Structure of the Acidobacteria homodimeric reaction center bound with cytochrome c

• Published in: Nature communications Vol. 13; no. 1; pp. 7745 - 13
• Main Authors: Dong, Shishang, Huang, Guoqiang, Wang, Changhui, Wang, Jiajia, Sui, Sen-Fang, Qin, Xiaochun
• Format: Journal Article
• Language: English
• Published: London Nature Publishing Group UK 14.12.2022; Nature Publishing Group; Nature Portfolio
• Subjects: 101/28; 631/449/1734/2075; 631/535/1258/1259; 82/83; Acidobacteria - metabolism; Antennas; Bacteriochlorophylls; Calcium ions; Charge transfer; Chemical energy; Chlorophyll; Cryoelectron Microscopy; Cytochrome c; Cytochromes; Cytochromes c - metabolism; Electron microscopy; Electron transfer; Energy; Humanities and Social Sciences; Lipids; multidisciplinary; Photosynthesis; Photosynthetic Reaction Center Complex Proteins - metabolism; Pigments; Reaction centers; Science; Science (multidisciplinary)

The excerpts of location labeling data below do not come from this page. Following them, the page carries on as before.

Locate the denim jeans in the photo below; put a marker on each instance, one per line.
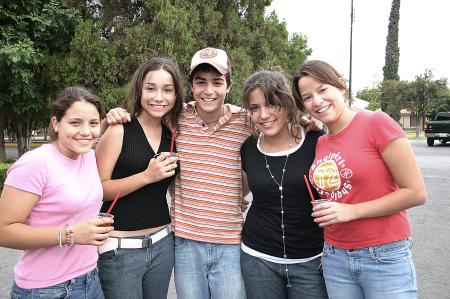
(207, 270)
(264, 279)
(137, 273)
(383, 271)
(85, 286)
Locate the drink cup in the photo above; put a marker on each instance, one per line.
(102, 215)
(319, 201)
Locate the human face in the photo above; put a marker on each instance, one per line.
(269, 119)
(323, 101)
(158, 93)
(209, 89)
(78, 129)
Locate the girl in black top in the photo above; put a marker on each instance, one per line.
(137, 260)
(281, 244)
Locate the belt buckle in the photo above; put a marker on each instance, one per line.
(146, 242)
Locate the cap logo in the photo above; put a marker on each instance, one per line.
(208, 53)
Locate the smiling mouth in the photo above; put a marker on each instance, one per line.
(84, 141)
(267, 124)
(323, 109)
(159, 107)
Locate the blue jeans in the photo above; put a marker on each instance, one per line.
(264, 279)
(207, 270)
(86, 286)
(383, 271)
(137, 273)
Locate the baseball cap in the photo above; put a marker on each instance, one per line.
(216, 57)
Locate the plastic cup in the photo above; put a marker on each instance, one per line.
(319, 201)
(103, 215)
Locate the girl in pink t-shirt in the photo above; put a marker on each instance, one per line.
(366, 168)
(50, 202)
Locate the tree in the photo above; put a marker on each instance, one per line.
(426, 95)
(392, 55)
(33, 35)
(393, 96)
(112, 41)
(372, 95)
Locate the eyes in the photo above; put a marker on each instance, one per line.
(257, 108)
(92, 123)
(202, 83)
(308, 97)
(167, 90)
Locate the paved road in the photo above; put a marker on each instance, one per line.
(430, 224)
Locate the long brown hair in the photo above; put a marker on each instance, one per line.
(322, 72)
(65, 98)
(275, 88)
(135, 91)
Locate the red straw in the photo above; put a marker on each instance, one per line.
(172, 140)
(112, 205)
(309, 188)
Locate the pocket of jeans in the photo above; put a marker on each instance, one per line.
(18, 292)
(56, 291)
(394, 256)
(179, 242)
(327, 250)
(107, 256)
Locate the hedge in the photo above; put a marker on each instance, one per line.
(4, 166)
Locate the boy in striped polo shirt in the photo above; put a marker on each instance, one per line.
(206, 214)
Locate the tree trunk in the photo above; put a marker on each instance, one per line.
(2, 135)
(23, 131)
(417, 125)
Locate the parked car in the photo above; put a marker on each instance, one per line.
(438, 129)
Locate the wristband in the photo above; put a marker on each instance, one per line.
(69, 235)
(60, 237)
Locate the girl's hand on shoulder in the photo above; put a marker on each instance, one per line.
(333, 212)
(310, 123)
(118, 116)
(92, 232)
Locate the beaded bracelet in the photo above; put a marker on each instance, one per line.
(60, 237)
(69, 235)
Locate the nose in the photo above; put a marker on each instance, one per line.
(209, 88)
(85, 129)
(264, 112)
(317, 100)
(158, 95)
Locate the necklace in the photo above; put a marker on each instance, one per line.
(280, 187)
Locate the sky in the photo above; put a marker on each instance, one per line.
(424, 35)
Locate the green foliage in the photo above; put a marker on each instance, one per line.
(427, 96)
(392, 55)
(4, 166)
(392, 97)
(116, 36)
(31, 34)
(372, 95)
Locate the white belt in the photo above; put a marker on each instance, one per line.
(116, 242)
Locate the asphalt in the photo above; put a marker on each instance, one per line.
(430, 229)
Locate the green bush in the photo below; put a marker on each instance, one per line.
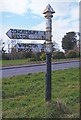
(72, 54)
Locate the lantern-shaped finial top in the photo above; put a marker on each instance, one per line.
(48, 9)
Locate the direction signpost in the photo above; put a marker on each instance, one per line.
(40, 35)
(26, 34)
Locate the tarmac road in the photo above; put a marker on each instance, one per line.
(25, 69)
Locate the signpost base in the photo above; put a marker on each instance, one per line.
(48, 77)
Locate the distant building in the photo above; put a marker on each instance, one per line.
(28, 47)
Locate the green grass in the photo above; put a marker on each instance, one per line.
(26, 61)
(24, 96)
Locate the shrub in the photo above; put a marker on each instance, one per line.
(72, 54)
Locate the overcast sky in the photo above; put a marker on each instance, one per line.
(28, 14)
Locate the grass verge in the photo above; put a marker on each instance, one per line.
(24, 96)
(27, 61)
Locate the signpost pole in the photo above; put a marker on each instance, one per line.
(48, 15)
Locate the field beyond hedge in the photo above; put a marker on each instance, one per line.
(24, 96)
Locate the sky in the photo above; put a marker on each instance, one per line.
(28, 15)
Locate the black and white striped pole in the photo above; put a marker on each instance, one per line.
(48, 49)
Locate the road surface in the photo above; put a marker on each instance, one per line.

• ISSN: 2041-1723; 2041-1723
• DOI: 10.1038/s41467-022-35460-6

Photosynthesis converts light energy to chemical energy to fuel life on earth. Light energy is harvested by antenna pigments and transferred to reaction centers (RCs) to drive the electron transfer (ET) reactions. Here, we present cryo-electron microscopy (cryo-EM) structures of two forms of the RC from the microaerophilic Chloracidobacterium thermophilum (CabRC): one containing 10 subunits, including two different cytochromes; and the other possessing two additional subunits, PscB and PscZ. The larger form contained 2 Zn-bacteriochlorophylls, 16 bacteriochlorophylls, 10 chlorophylls, 2 lycopenes, 2 hemes, 3 Fe 4 S 4 clusters, 12 lipids, 2 Ca 2+ ions and 6 water molecules, revealing a type I RC with an ET chain involving two hemes and a hybrid antenna containing bacteriochlorophylls and chlorophylls. Our results provide a structural basis for understanding the excitation energy and ET within the CabRC and offer evolutionary insights into the origin and adaptation of photosynthetic RCs. During photosynthesis, light energy is harvested by an antenna systems and delivered to the reaction centers (RCs) for charge separation and electron transfer (ET). The authors report cryo-EM structures of two forms of RC from the microaerophilic Chloracidobacterium thermophilum (CabRC), providing a structural basis for ET within the CabRC.